All of these explorations I’m doing, in writing, are happening, I believe, because the lovelight vibrations are constantly rising.
This morning (it’s 3:35 am and perfectly still outside) I took what I learned about relaxing yesterday and began to work with it.
Almost immediately, as I breathed into the feeling of relaxing, it began to open up for me. This is entirely new to me.
Just a single breath and a process started inside of me. I know this process (breathwork) and of course it would be associated with relaxing.
In the 2015-2018 period, after my heart opened on March 13, 2015, a single breath could bring up so much love that I’d be in a deep sense of peace – and relaxed. Now that’s happening again.
My fantasy is that the 2015 heart opening gradually closed down, but the rising vibrations have overtaken that event so that I can access love at this moment as easily as I could back then. That’s progress.

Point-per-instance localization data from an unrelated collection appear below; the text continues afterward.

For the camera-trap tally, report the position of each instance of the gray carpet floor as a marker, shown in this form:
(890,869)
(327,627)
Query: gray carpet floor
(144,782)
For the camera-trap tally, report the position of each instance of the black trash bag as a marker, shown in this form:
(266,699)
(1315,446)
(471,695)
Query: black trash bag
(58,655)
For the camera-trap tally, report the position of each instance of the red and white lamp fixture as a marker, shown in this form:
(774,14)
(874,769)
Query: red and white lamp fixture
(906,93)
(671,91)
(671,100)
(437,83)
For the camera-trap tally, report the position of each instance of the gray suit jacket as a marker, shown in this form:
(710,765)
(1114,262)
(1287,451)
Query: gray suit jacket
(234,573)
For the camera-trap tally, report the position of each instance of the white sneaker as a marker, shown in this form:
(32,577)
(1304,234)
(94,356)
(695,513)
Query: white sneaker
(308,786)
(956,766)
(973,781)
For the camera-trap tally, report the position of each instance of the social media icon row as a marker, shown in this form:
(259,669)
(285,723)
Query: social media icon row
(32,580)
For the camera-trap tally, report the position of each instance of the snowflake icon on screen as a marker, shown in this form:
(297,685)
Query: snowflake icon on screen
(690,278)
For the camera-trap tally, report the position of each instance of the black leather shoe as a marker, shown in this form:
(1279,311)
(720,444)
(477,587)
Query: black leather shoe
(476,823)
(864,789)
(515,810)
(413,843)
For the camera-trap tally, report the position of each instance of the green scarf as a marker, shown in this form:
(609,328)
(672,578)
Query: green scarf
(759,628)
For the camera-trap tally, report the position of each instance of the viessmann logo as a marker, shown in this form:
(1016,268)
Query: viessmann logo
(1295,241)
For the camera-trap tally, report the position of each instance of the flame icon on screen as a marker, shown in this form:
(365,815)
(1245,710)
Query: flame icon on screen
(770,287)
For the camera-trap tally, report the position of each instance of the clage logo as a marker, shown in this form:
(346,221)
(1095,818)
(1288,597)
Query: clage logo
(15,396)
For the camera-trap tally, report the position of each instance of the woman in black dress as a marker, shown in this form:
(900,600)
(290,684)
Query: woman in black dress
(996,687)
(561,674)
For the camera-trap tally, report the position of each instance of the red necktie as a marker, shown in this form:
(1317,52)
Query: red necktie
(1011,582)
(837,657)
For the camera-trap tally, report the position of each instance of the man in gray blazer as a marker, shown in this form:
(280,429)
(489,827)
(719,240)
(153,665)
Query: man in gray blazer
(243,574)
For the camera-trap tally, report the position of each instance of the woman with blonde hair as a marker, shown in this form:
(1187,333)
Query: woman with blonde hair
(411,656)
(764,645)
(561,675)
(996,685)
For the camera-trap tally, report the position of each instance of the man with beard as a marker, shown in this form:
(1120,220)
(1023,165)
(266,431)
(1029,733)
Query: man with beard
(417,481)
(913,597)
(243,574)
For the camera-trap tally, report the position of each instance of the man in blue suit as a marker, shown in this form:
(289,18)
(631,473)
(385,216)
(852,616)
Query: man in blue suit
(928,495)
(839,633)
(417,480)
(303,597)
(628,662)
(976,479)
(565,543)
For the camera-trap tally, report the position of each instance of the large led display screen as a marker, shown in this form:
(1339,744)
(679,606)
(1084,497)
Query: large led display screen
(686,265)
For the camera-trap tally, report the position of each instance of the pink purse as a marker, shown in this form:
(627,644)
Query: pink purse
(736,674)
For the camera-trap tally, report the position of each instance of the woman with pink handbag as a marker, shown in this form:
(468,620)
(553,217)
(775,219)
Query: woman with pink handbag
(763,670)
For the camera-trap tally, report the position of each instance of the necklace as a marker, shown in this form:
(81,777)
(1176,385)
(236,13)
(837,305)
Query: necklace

Just a single breath. This started out as an understanding of the sense of accomplishment. But that’s only one door in to love. It could have been compassion, or feeling a loss, or wanting to help. Any divine quality is a door in to this love, which, along with peace, are the twin objects of all our desires.
You say, no, I have a desire that’s separate. Wait till you experience this love, this peace. All your desires will vanish in it. This is what we’ve always wanted and never knew it. And it’s always been waiting for us, in the heart.